I know, kind of old thread. 
But crossroads boers, you mentioned alfalfa, should I get just alfalfa or get the pellets? 
Kinda curious if one will work better?


----------



## OwnedByTheGoats (Mar 7, 2013)

I think they are the same thing, so get the one that's cheaper.


----------



## emilieanne (Oct 15, 2012)

Thanks owned by the goats! 

I figured it would be the same. 
Haha think I'm gunna get the pellets and feed em to her along with her feed! Don't put then for free choice right? 

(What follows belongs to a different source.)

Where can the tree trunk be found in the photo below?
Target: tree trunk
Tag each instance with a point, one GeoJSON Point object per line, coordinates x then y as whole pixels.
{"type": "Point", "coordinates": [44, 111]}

I mean, if it was just her I would but I have a doe that gains weight like NO TOMORROW! So, that should be alright, right? Haha


----------



## melissap (Mar 7, 2013)

Congrats! 

But not to me it's coming to my houseeee!


----------



## emilieanne (Oct 15, 2012)

Yes ma'am!(;


----------



## nancy d (Oct 5, 2007)

She is a very pretty doe! And young. 
Right now I have a few Boer/Nubs. They didnt bulk out till about 3 yrs. And it wasnt on purpose. Now these tanks have fat pockets bulging out of their elbows & they wont see another ring.


----------



## emilieanne (Oct 15, 2012)

nancy d said:


> She is a very pretty doe! And young.
> Right now I have a few Boer/Nubs. They didnt bulk out till about 3 yrs. And it wasnt on purpose. Now these tanks have fat pockets bulging out of their elbows & they wont see another ring.


Haha! 
See, I don't want mine that big!(; 
I just had a couple people suggest to me getting a lil more muscle on her when I get her. I don't think it'd hurt anything


----------



## OwnedByTheGoats (Mar 7, 2013)

emilieanne said:


> Thanks owned by the goats!
> 
> I figured it would be the same.
> Haha think I'm gunna get the pellets and feed em to her along with her feed! Don't put then for free choice right?
> ...


That is what I do. I never feed free choice alfalfa to any of my sheep or goats, mostly because they think it is double chocolate ice cream.


----------



## emilieanne (Oct 15, 2012)

OwnedByTheGoats said:


> That is what I do. I never feed free choice alfalfa to any of my sheep or goats, mostly because they think it is double chocolate ice cream.


Haha alright cool thank you!!!!


----------